Delivery of therapeutics with amylose-based nanosystems: A review

Amylose represents water soluble, helical component of starch which shows resistance towards the enzymatic degradation and is mainly degraded by microbial fermentation by the colon microbiota. Owing to a lesser vulnerability towards enzyme hydrolysis, amylose has been investigated for colon-targeted drug delivery and in the designing of enteric coated tablets for facilitating a controlled slower release of the pharmaceuticals. A typical polysaccharide chain of V-amylose constitutes of a left-handed single helical structure containing 6 glucose units per turn with a pitch height of 7.91-8.17 & Aring; which results in the generation of a central channel-like cavity. The presence of methylene groups and glycosidic linkers at the inside of helix provides hydrophobicity, whereas the abundance of glycosyl hydroxyl groups at the periphery of amylose helix provides hydrophilicity.

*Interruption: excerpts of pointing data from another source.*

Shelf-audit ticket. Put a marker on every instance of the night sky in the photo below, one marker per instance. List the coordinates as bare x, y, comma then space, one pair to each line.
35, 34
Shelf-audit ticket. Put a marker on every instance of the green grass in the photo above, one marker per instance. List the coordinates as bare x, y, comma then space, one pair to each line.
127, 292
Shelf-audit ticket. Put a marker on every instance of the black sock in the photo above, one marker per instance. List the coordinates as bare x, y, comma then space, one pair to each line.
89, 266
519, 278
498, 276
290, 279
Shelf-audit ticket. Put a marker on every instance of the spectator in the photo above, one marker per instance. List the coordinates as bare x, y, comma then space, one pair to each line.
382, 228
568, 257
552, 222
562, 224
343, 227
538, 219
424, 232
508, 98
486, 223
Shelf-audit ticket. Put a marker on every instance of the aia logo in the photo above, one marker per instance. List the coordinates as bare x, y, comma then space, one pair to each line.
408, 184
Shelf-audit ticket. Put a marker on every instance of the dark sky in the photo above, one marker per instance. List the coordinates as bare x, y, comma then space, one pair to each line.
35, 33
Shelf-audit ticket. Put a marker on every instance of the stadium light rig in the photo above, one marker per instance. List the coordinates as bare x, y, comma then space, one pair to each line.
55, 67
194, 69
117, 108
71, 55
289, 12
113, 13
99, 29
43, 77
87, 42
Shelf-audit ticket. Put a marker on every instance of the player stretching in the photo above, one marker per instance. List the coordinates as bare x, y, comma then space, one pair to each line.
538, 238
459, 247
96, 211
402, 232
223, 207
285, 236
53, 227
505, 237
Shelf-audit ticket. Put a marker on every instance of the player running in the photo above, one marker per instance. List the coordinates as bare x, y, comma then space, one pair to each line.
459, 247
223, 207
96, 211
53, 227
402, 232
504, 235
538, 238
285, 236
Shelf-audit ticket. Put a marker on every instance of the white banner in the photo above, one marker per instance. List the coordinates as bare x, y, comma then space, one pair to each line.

This unique feature of amylose caters to the delivery of a wide range of pharmaceuticals and biologics either by encapsulation in the helical cavity, or by covalent/ physical conjugation at the helix periphery. Furthermore, the abundance of -OH groups offer chemical modification on V-amylose for providing supplemental characteristics aimed at improving the contemporary challenges countered by conventional drug delivery strategies. The chemically modified amylose also improves its inclusion complex formation ability which is restricted in native amylose owing to its low water solubility, due to the presence of multiple hydrogen bonds between the -OH groups in amylose, and the tendency of native amylose to retrograde. Eventually, the amylose-based drug delivery systems provide sustainable solutions by offering the advantages of conventional polysaccharide-based delivery systems, which includes low cytotoxicity, immunogenicity, and biodegradability. This review presents the intervention of amylose based nanosystems in the effective delivery of pharmaceutically important molecules by overcoming the conventional physiological barriers.